WisdomTree: Japanese Inflation, the Yen and Tax Policies | Page 2 of 2 | ETF Trends

Many people I spoke with in Japan would not be surprised to see the yen reach 110–120 against the U.S. dollar over the course of the next two years. This is a level for the yen I have often discussed as a potential target, given it was trading at these levels back in 2007, before the financial crisis really began, and I have already seen the U.S. financial markets return to their pre-crisis levels.

The BOJ would likely be uncomfortable with a short-term spike to 120. But a gradual depreciation of the yen to that level should be less of an issue. I believe this gradual depreciation of the yen is the BOJ’s ultimate desired outcome. The higher U.S. interest rates go—essentially meaning that Japan is pursuing a more aggressive monetary policy than the U.S.—the more likely the yen is to depreciate further over time.

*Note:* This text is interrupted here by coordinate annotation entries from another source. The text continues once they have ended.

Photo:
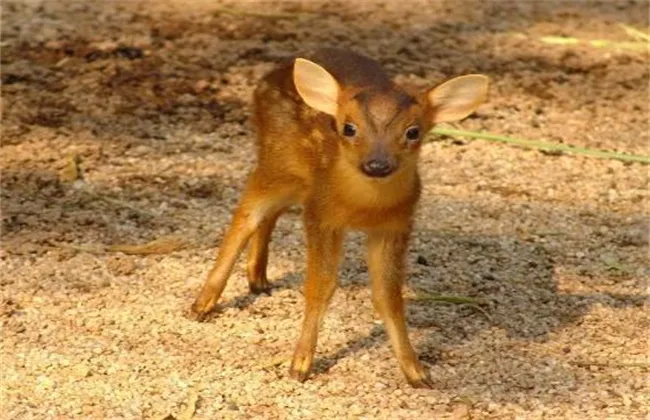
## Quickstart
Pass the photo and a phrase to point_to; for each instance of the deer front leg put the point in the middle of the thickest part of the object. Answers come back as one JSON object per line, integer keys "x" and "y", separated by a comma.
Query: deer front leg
{"x": 386, "y": 254}
{"x": 323, "y": 254}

2014 Consumption Tax Increase—Hinged upon Strong Growth but Likely

Many commentators are focusing on the expected consumption tax increase scheduled to come into effect in April 2014. This is a key tax policy that Japanese policy makers have discussed to raise revenue and help close the country’s large fiscal spending deficits. This tax issue is a stress test for Abe to see how he can manage the complex dynamics of a policy that can improve Japan’s fiscal position yet also have a negative impact by making goods more expensive and slowing down the progress he’s made on his goal of raising economic growth.

Abe has said the implementation of this tax hike depends on market conditions. One investment strategist I spoke with suggested that each 1% increase on the consumption tax only raises an additional 2 trillion yen (a small percentage of the deficit Japan needs to make up), and he believes there is a strong bias toward postponing the tax increase.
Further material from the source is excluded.